The research team consists of:

• Brizuela, David - Assistant lecturer
• Broadhurst, Thomas - Ikerbasque research professor
• de Martino, Ivan - Postdoctoral researcher
• Feinstein, Alexander - Professor
• Garay, Iñaki - Assistant lecturer
• García-Parrado Gómez-Lobo, Alfonso - Postdoctoral researcher
• Ibáñez, Jesús - Professor
• Jimeno, Pablo - Ph.D. student
• Lazkoz, Ruth - Lecturer (PI)
• Leanizbarrutia, Iker - Ph.D. student
• Martín Senovilla, José María - Professor (PI)
• Morais, João Viegas - Ph.D. student
• Ortiz, María - Ph.D. student
• Reina Borja - Postdoctoral researcher
• Vera, Raül - Permanent staff researcher

Colaboradores externos:

• Bengtsson, Ingemar - Professor (Stockholm university)
• Bouhmadi-López, Mariam - Postdoctoral researcher (Universidade da Beira Interior)
• Cipriani, Nastassja - Ph.D. student (KU Leuven, UPV/EHU)
• Mars, Marc - Lecturer (Universidad de Salamanca)
• Salzano, Vinzenzo - Postdoctoral researcher (University of Szczecin)
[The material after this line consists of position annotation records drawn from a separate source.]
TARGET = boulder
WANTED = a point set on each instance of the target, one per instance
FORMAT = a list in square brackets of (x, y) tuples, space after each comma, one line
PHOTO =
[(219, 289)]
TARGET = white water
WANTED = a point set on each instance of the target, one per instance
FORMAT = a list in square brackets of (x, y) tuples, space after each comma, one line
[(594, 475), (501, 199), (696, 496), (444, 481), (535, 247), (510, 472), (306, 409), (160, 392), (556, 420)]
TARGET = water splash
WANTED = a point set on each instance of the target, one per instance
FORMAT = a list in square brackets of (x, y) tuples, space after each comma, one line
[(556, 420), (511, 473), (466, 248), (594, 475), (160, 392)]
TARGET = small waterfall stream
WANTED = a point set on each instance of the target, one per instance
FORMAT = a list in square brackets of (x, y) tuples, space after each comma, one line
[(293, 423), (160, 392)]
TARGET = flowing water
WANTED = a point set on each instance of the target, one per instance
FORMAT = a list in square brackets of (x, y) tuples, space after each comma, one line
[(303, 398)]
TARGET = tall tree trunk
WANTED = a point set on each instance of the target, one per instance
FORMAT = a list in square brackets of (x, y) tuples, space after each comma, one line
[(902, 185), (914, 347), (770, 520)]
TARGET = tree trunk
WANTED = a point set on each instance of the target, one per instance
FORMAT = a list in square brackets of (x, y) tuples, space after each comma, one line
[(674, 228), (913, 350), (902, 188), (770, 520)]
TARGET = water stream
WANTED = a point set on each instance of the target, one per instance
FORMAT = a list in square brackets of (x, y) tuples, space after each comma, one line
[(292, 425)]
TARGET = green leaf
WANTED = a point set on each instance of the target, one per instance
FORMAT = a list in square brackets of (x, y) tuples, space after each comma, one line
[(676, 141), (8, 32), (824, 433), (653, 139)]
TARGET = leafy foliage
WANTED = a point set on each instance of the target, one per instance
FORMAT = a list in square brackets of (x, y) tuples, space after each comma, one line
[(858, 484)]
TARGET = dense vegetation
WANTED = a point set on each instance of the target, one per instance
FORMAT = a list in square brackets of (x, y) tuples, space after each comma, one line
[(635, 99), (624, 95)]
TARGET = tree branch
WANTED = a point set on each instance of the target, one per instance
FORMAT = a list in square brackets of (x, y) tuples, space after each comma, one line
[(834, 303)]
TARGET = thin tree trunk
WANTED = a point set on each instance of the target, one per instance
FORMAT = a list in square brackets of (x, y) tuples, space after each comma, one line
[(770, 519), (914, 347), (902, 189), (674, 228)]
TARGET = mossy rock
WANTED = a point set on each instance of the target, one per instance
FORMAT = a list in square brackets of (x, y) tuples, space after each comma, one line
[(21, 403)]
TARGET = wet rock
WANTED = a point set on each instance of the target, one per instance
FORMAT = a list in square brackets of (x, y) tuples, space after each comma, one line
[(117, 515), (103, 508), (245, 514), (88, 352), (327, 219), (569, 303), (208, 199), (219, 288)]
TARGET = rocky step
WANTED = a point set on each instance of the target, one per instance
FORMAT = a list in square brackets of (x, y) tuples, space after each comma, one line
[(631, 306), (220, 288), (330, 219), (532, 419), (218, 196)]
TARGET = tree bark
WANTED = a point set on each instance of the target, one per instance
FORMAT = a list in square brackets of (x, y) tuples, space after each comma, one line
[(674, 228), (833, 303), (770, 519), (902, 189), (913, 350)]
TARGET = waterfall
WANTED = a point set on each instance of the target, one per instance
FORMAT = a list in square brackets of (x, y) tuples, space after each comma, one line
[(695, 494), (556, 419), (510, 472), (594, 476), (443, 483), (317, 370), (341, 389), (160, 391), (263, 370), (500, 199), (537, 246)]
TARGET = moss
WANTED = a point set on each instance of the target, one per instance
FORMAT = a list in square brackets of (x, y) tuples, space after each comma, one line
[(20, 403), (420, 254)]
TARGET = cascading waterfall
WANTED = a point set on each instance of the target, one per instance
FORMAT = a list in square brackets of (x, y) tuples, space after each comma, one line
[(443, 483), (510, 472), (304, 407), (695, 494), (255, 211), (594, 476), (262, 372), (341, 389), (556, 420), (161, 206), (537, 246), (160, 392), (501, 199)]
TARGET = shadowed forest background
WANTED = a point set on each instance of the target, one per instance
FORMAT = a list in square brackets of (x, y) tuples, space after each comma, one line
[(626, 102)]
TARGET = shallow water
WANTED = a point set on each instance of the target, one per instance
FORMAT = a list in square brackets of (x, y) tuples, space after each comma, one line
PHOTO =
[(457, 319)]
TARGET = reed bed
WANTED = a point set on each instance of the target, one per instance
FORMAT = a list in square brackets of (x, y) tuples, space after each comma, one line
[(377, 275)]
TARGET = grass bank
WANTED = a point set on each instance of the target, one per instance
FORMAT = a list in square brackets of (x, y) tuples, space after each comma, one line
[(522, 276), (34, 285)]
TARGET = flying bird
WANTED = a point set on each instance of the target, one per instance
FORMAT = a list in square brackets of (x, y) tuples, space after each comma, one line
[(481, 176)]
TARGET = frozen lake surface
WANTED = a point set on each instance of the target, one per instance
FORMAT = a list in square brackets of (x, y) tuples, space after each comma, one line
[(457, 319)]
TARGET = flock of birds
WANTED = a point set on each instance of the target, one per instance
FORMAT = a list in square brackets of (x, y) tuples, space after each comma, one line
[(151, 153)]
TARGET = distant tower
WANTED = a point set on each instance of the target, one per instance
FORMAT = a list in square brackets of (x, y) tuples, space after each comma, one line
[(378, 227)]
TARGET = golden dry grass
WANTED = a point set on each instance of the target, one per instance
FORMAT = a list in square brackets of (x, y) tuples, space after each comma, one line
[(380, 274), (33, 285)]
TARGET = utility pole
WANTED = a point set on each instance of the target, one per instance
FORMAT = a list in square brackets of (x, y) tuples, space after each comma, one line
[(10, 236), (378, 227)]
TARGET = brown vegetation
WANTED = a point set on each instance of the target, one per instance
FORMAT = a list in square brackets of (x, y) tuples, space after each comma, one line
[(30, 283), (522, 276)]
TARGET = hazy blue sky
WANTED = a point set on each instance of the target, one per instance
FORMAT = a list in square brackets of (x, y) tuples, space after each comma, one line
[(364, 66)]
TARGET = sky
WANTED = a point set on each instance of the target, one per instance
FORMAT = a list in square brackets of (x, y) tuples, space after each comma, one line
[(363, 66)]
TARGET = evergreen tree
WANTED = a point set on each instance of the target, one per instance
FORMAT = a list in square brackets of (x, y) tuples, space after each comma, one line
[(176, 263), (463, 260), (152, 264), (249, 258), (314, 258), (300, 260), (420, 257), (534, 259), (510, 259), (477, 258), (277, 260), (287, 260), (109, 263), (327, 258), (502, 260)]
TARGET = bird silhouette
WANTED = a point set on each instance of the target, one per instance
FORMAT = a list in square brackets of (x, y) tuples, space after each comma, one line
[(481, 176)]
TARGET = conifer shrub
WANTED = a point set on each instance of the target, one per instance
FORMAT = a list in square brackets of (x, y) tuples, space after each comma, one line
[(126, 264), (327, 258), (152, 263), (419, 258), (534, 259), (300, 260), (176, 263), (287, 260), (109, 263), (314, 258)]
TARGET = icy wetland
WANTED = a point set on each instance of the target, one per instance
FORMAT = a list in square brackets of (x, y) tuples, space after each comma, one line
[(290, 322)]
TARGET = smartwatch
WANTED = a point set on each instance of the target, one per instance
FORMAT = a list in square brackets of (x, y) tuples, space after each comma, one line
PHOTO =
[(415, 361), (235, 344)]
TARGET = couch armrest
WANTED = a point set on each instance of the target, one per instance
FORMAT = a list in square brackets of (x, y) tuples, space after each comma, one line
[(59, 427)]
In the centennial of the general theory of relativity it has become apparent that this branch of physics is one of the most active of science. This is particularly true of its more applied and observational research lines, including observational cosmology, cosmological data acquisition and gravitational wave astronomy. This also applies to the theoretical aspects such as the analylis and characterisation of black holes, compact objects, the study of quantum gravity and its possible observable effects at the fundamental level, all of whose supply predictive results.
   
Our team is active in all of these topics, enjoying high international reputation with highlights due to its remarkable influence and long experience. The team is even leading specific research lines in gravitation and cosmology. Our work attempts to explain, for instance, why the observed properties of the Universe are what they are, taking into consideration processes which happened at the earlier stages of the Universe history. We also look at the
processes which lie behind the formation of a real black hole or think how gravity could be quantized, drawing conclusions about the implications on the universe and its evolution or on compact astrophysical objects.
 
Despite a theoretical framework, already confirmed by Einstein's general relativity and the standard model of particles in a wide range of energies and under many experimental tests, being available, there are still many intriguing questions without any answer. To answer these, it is necessary to make progress along the lines our team works, such as the creation of theoretical and/or phenomenological models of the universe based on the growing experimental data (which tell us about the kinematics of the Universe at large), the analysis of observational data obtained from the most powerful telescopes, the gravitational lensing effect, the deepening of the understanding of the fundamental theory describing the gravitational interaction, the alternative models and their possible quantization.